Assignment 2

Paritosh Mittal (paritosm)

1.1 Fitting a Voxel Grid


Ground Truth Target	Fit Voxel Grid

1.2 Fitting Point Cloud


Ground Truth Target	Fit Point Cloud

1.3 Fitting Mesh


Ground Truth Target	Fit Mesh

2.1 Image to Voxel Grid




Single View Image	GT	Reconstructed Voxel

2.2 Image to Point Cloud




Single View Image	GT Point Cloud	Reconstructed Point Cloud

2.3 Image to Mesh




Single View Image	GT Mesh	Reconstructed Mesh

2.4 Quantitative comparisions

3D Representation	Voxels 32**3	Point Cloud	Mesh
Avg F1@0.05 Score	83.4	96.3	96.0

The above numbers are computed using 5K points. Intuitively, the above numbers make sense.

The numbers are low for Voxels, this is mainly because Voxel prediction is an expensive task and most generation do not capture shape features very well. For example, multiple reconstructions had missing legs (this structures) and design of chair backs were also not completely captured. Voxels prediction networks need to predict empty and occupied (inside object) regions as well.

For Meshes, the number is high as mesh deformations are dense and hence can represent shapes faithfully. However still, the deformations cannot incorporate holes and are observed to be pointy. Since meshes deal with relatively less input dimensions and model volumes better, thier F1 score is higher.

For Point Clouds, the F1 score at 0.05 threshold is highest (with less margin bwtween Meshes). This makes sense as point clouds allow signifantly more freedom to represent objects as the input space is sparse. Example, we need ~32K outputs to represent voxels while only 5K points for point clouds. It is observed that point clouds can capture global shape features better (with atleast some points near thin structures) thereby improving the overall score.

2.5 Analyse effects of hyperparms variations

In these experiments, I used the following hyper-parameters and design choice:

Learning Rate	batch size	Max iters	Scheduler step size	n_points	w_smooth	Optimizer (design choice)	Scheduler (design choice)
0.0008	32	7200	200 iters	5000	0.2	AdamW	StepLR

While most of these choices were a result of numerous debugging and performance based optimizations (Grad Student Descent), in this section I will explore the impact of 'n_points' or the number of points in point cloud for Single Image to Point Cloud. I consider [50, 500, 5000, 1000] as possible values for 'n_points'.


Training loss with 50 points	Training loss with 500 points	Training loss with 5000 points	Training loss with 1000 points

The following are the curves of training loss. It is interesting that while all values converge well, the magnitude of loss is approximately proportional to the number of points. This is because my impletentation of Chamfer distance takes sum over all points. Next I compute the F1 score at 0.05 threshold.

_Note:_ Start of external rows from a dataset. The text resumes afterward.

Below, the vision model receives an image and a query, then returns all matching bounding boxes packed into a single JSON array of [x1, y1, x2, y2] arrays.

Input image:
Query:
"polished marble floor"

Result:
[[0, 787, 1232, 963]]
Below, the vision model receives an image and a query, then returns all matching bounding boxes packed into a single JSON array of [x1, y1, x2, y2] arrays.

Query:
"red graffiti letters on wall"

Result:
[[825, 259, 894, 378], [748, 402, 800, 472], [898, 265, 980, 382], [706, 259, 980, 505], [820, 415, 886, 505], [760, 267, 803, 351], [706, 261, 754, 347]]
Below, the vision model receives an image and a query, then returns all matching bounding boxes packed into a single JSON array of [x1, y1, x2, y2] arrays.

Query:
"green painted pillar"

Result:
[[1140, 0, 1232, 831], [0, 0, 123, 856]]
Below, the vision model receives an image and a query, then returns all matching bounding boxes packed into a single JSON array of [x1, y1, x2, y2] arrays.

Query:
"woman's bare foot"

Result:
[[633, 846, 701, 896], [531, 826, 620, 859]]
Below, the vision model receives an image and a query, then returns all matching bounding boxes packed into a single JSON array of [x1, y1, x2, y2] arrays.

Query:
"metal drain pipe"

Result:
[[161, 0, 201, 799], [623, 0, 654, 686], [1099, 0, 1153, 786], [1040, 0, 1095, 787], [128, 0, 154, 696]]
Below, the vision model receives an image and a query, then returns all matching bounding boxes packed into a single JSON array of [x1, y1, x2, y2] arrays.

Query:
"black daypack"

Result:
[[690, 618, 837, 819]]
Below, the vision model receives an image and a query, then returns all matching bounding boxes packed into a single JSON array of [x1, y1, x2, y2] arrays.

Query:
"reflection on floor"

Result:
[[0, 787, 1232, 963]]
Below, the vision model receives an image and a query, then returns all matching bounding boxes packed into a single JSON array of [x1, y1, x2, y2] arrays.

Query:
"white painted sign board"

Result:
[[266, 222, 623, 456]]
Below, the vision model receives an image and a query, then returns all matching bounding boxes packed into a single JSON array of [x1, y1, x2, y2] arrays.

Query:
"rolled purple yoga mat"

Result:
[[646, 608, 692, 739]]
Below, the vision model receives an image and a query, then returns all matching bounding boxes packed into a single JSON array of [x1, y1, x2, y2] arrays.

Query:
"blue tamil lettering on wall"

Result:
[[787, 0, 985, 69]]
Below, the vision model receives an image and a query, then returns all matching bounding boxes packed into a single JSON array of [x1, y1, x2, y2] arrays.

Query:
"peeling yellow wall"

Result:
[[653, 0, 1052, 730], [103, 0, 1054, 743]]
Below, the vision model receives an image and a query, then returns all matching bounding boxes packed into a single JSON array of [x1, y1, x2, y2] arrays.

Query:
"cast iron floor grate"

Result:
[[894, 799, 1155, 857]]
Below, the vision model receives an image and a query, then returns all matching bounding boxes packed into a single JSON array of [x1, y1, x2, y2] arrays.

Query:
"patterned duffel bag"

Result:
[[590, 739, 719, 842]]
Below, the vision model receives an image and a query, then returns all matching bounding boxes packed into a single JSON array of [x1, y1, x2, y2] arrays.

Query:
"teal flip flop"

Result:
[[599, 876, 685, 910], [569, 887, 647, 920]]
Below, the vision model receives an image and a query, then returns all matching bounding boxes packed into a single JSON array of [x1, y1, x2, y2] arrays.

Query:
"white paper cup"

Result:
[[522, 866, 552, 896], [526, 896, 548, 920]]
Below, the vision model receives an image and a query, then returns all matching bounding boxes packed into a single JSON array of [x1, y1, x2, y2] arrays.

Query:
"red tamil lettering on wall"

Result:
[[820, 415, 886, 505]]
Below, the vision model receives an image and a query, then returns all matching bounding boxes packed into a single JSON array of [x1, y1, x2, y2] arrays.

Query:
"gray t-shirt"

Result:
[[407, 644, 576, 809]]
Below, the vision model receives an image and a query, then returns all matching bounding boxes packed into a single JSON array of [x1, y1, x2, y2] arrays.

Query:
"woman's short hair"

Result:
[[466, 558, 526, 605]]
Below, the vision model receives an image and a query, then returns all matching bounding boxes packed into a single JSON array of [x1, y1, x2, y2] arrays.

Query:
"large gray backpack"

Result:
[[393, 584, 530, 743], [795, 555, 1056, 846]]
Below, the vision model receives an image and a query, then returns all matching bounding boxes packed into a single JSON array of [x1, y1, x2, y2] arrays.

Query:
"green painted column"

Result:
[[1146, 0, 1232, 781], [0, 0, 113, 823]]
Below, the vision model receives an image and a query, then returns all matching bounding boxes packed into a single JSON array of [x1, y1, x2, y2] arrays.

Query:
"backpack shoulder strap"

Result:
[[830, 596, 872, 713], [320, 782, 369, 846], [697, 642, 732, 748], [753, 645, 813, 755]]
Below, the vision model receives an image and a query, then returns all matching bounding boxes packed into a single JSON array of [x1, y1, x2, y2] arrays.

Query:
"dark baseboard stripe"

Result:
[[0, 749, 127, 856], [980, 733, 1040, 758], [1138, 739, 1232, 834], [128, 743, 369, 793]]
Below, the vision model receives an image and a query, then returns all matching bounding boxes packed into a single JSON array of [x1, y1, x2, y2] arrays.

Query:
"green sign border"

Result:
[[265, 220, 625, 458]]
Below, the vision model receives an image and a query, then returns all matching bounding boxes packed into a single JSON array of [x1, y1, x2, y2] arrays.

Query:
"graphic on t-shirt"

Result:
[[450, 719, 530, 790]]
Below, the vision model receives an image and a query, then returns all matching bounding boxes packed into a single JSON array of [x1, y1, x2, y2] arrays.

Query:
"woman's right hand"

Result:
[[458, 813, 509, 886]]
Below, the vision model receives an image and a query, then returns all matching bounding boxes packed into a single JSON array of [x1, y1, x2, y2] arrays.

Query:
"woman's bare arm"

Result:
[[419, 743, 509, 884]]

Number of Points	Avg F1@0.05
50	41.91
500	89.93
5000	96.29
10000	97.29

This clearly indicates that F1 score is better with more number of points. Note that same number of points were used for training and evaluation. Since more points enable better capturing of local shape features. This conflicts with the loss values as expected. However, it is also important to not that training is slow for large(r) number of points. Because of minor improvement from 5k to 10k number of points. I picked 5k points for reporting my results.

2.6 Interpret your model

Single view 2D to 3D reconstruction is an ill-posed problem as more information (especially local features) needs to be created than what a 2D image might offer. Hence to better interpret what the model does, I qualitatively visualize the performance of model based on different views of the same object. I modified the 'r2n2_custom.py' file to return different views and developed a 'qual_eval.py' script to perform this task. Use flag '--eval_views'.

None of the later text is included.